Mandiraja, perdukuhan kecil di Pemalang yang masih sepi dari kepadatan lalu lalang manusia dipilih Buminoto untuk melakukan pemugaran batin. Di sana ia menjabarkan ajaran-ajaran tauhid dan fiqih kepada masyarakat setempat.

Buminata dikenal sebagai kyai dan menyembunyikan keningratannya. Ia benar-benar keluar dari identitasnya sebagai putra raja dengan membaur bersama rakyat biasa, mendobrak sekat-sekat keningratan dan feodalisme Jawa. Buminata mencoba mencintai tanah Jawa dan rakyatnya bukan lagi  menjadi raja dengan bayang-bayang keris dan pedang, melainkan di bawah naungan Al-Quran dan ajaran Nabi Muhammad SAW.
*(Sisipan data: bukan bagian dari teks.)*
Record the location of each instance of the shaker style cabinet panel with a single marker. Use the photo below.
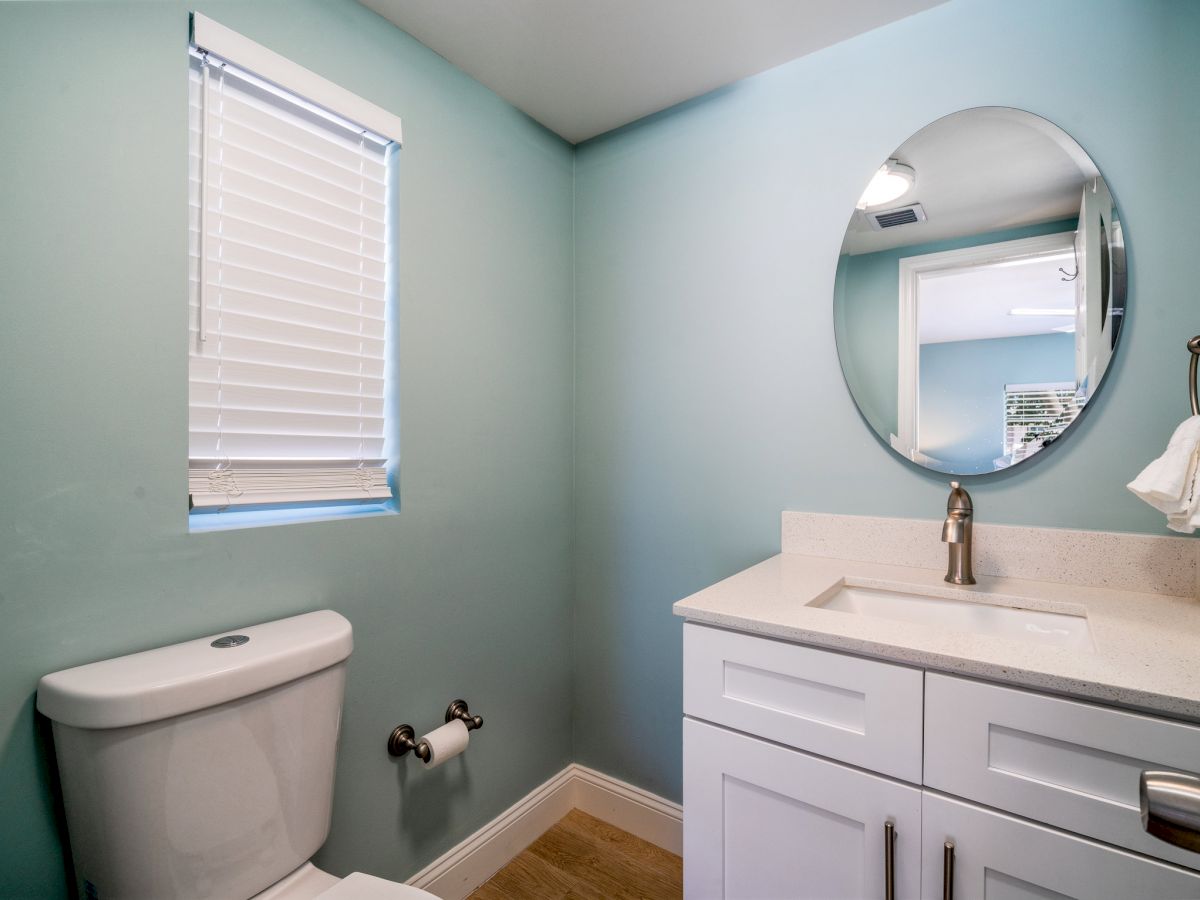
(1067, 763)
(765, 822)
(858, 711)
(1003, 858)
Arkeologi Spiritual Buminata

Buku ini menjelaskan bahwa Buminata mengajarkan tasawuf Jawa yang dikenal dengan istilah ilmu tauhid. Buminata menggunakan nama Ilmu Tauhid untuk melabeli ajaran tasawufnya yang meliputi rangkaian cara bagaimana seorang hamba menjadi insan paripurna yang menjuruskan seluruh daya dan upaya hanya untuk Allah. Tasawuf yang diajarkan Buminata mengambil bentuk pada metode penyucian jiwa berbasiskan sikap pasrah dan permohonan ampun kepada Allah.
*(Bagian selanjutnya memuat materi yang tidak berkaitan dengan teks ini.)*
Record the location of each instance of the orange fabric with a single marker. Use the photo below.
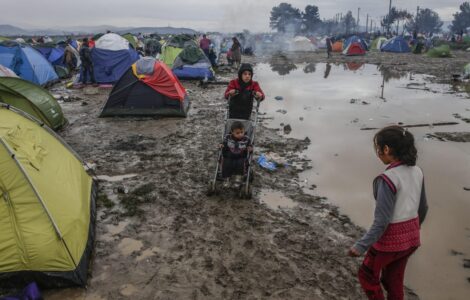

Medan dakwah yang dijalani Buminata menyasar pada para petani yang secara umum beraktivitas di pagi sampai siang hari. Untuk itu, pengajiannya diselenggarakan di waktu-waktu tertentu, menyesuaikan dengan keadaan sekitarnya. Tindakan Buminata juga diikuti oleh pengikutnya, para mantan pasukan Mataram yang menyertainya dengan setia. Setelah tidak lagi berperang, Buminata memerintahkan mereka untuk membantu meringankan kesusahan warga dengan membangun fasilitas umum.
Mengabdi di Mandiraja adalah jalan sunyi yang dipilihnya. Di kala semua pangeran Jawa sedang berebut kursi kuasa, Buminata memilih meninggalkan riuhnya panggung politik di Kotaraja. Ia tak lagi menginginkan kemegahan duniawi, ia memilih menjadi pamong dan guru masyarakat. Bagi Buminata, politik adalah melayani masyarakat tanpa memandang kasta atau kelas.

Sosok yang jejaknya tersembunyi  dan berkiprah di masa lampau seperti Buminata sudah sepatutnya terus diangkat melalui tulisan. Agar generasi berikutnya dapat belajar dan menyelami apa yang sudah di gagas sebelumnya. Tulisan-tulisan itu akan menjadi kekayaan literatur dalam pendidikan, sehingga akan meminimalisir kealpaan dalam mengingat sejarah.

Buku ini cukup bisa menjelaskan gambaran umum mengapa Buminata sampai di Pemalang. Akan tetapi, detail sejarah yang disajikan kurang lengkap karena minimnya sumber data yang ditemukan oleh penulis. Hal itu diakibatkan oleh polemik politik yang melingkupi Buminata itu sendiri, mengingat putra Amangkurat III dan keturunannya diburu serta dihabisi untuk melanggengkan kekuasaan pada saat itu. Sehingga jejak-jejak Buminata masih sulit diungkap dengan sempurna. Namun demikian, banyak pelajaran yang dapat kita ambil dengan membaca buku ini terutama bagaimana menggeser hasrat politik kekuasaan menjadi kemanusiaan.